Adding value Knowledge - the right kind of knowledge - adds value. It can lead to better decisions, encourage insight and innovation, and raise productivity. In innovation, it can create competitive advantage in various ways - knowledge networking can help to speed up and improve new product development, for example. Sharing best practice around the company can cut costs and raise quality. So in a globalizing and increasingly competitive economy, with fragmented and dispersed know- how, there is a growing need to husband and manage this elusive resource.
Even in businesses that don't see themselves as particularly knowledge- intensive, knowledge is becoming a strategic issue - how to acquire it, develop it, share it and keep it. The result is the relatively new discipline of knowledge management (KM). More companies are appointing chief knowledge officers, particularly in the US, where every government agency has had to appoint chief information officer (who performs a similar role) since 1996. Knowledge management is careful to distinguish between knowledge and information, pointing out that not all information is knowledge and not all knowledge is valuable. Some consultants distinguish between 'explicit' and 'tacit' knowledge. Explicit knowledge is found in databases and filing cabinets - it can be captured, documented and stored away. Tacit knowledge is inside people's heads, and involves intangibles like experience, judgement and intuition. People are the key to KM - knowledge creation depends on human interaction - and IT-led KM projects tend to fail.

Valuable knowledge resides in different parts of the organization. There's vital knowledge of customers, of processes and products, as well as knowledge in relationships and in organizational memory.
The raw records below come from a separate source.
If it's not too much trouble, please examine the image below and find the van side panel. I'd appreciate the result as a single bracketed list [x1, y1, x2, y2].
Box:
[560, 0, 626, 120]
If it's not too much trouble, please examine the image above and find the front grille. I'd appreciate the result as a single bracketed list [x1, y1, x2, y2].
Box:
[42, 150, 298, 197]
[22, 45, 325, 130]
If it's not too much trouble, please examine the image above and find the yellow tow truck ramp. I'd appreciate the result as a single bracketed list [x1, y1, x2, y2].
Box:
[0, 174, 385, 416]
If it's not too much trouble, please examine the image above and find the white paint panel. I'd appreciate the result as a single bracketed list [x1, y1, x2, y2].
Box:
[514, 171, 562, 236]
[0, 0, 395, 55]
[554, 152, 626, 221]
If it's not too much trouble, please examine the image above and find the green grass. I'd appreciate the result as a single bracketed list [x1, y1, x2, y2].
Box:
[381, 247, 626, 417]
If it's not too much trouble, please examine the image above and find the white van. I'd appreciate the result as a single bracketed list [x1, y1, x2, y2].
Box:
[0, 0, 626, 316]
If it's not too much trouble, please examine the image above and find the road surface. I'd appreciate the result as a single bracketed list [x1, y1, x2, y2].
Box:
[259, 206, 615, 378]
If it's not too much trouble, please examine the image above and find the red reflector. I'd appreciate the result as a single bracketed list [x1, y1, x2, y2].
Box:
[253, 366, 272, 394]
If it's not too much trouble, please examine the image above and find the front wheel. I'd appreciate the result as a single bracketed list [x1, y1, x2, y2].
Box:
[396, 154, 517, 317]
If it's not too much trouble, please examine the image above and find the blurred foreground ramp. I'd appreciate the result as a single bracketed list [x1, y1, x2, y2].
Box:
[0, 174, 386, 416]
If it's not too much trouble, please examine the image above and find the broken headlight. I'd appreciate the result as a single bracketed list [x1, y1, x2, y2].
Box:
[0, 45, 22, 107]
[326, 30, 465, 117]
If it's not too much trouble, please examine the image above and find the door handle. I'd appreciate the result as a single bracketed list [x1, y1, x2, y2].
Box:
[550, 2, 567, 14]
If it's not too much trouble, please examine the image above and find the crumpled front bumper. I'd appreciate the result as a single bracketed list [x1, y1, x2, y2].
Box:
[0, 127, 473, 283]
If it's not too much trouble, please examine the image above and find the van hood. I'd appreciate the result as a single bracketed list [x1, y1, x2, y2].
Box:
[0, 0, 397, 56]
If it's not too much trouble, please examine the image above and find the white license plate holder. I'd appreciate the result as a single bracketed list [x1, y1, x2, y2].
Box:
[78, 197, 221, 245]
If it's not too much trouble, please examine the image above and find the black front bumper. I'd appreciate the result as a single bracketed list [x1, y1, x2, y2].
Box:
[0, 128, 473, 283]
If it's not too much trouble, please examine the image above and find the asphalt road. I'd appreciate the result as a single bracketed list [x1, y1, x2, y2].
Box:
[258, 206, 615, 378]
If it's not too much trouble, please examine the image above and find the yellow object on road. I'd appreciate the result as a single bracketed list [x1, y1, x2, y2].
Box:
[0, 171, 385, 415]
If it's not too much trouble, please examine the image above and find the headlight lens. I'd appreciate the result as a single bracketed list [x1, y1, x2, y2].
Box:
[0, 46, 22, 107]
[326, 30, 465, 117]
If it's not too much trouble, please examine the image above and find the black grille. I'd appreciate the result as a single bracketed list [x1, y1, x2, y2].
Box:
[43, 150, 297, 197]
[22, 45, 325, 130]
There is also the creation of new knowledge. KM uses various methods to create, organize, share and use all of this, including training and the company intranet, alert systems and creativity tools.
There is a steely side to this. If knowledge is inside people's heads, it can walk out of the door and not return - and it does this all the time. Talented employees may be lured away by competitors; older staffs retire. In a downsizing world, people are shown the door. So a KM priority is to extract knowledge from those heads and preserve it within the organization somehow. One of KM's tensions is how to encourage knowledge to flow freely while controlling and securing it at the same time. The knowledge economy and its moving parts will be getting more attention from the business improvement industry in future. For much of the second half of the 20th century, the bulk of management's effort to improve focused on manufacturing. Managers and their consultants worked hard and inventively to make things more efficiently. They have been so successful at this that there is not much left to do. All those years of experience and of adopting best practice means that the chances of sustaining competitive advantage through manufacturing efficiency are virtually nil.
More efficiency The next phase was to look for greater efficiencies in services and business processes. This led to techniques like business process reengineering and enterprise resource planning, supported by heavy doses of information technology. Here too the spread of best practice has limited any future potential for competitive advantage. So
attention has finally turned to knowledge.

Management consultants McKinsey & Co have drawn a distinction between transformations (making or growing things) and transactions (services, trade, most knowledge work). The firm then subdivides transactions into routine transactions and tacit interactions, which rely heavily on judgment and context. It believes that few companies have yet done much to differentiate themselves by increasing the productivity of those tacit interactions.